Gene segments of HPAI H5N1 viruses from the Caspian Sea were closely related to virus segments found in different parts of Eurasia. Specifically, PB1, PA, HA, NA, and M protein gene segments were predominantly related to those in Europe, whereas related NP and NS segments were more prevalent in Asia. In addition, the PA segment from the Caspian Sea strains was also identified in Africa, and PB2 was related to PB2 of viruses detected in the Far East (Japan, Korea, and China), Siberia (Novosibirsk region), Bangladesh, and Europe (Italy, Slovenia, and Czech Republic).
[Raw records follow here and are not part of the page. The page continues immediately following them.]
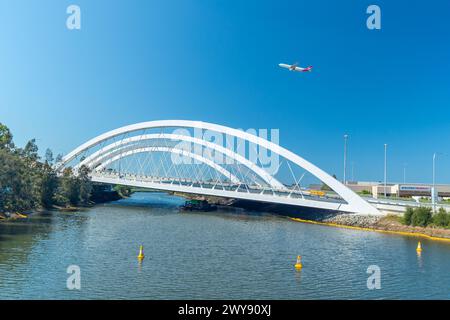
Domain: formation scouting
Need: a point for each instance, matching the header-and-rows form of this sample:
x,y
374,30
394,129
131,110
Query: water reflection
x,y
220,255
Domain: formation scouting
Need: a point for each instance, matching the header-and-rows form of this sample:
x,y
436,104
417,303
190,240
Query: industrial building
x,y
399,189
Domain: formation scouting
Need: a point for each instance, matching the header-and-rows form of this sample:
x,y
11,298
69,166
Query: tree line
x,y
28,182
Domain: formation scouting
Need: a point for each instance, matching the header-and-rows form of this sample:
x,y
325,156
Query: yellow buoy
x,y
141,253
298,264
419,247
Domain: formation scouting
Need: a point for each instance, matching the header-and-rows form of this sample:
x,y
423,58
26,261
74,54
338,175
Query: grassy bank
x,y
387,224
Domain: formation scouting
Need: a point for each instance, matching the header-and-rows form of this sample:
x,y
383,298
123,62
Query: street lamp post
x,y
385,169
433,190
345,158
404,173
Three major flyways pass through the Caspian Sea region: the Black Sea/Mediterranean Flyway, the West Asian–East African Flyway, and the Central Asian Flyway. However, we found that gene segments of HPAI viruses from the Caspian Sea were related to variants identified in the Far East, indicating widespread distribution and exchange of influenza virus genes well beyond the major flyways. Therefore, continued surveillance and monitoring of AIVs (primarily HPAI viruses) in wild bird populations will be needed worldwide to track and predict the spread of these viruses over long distances.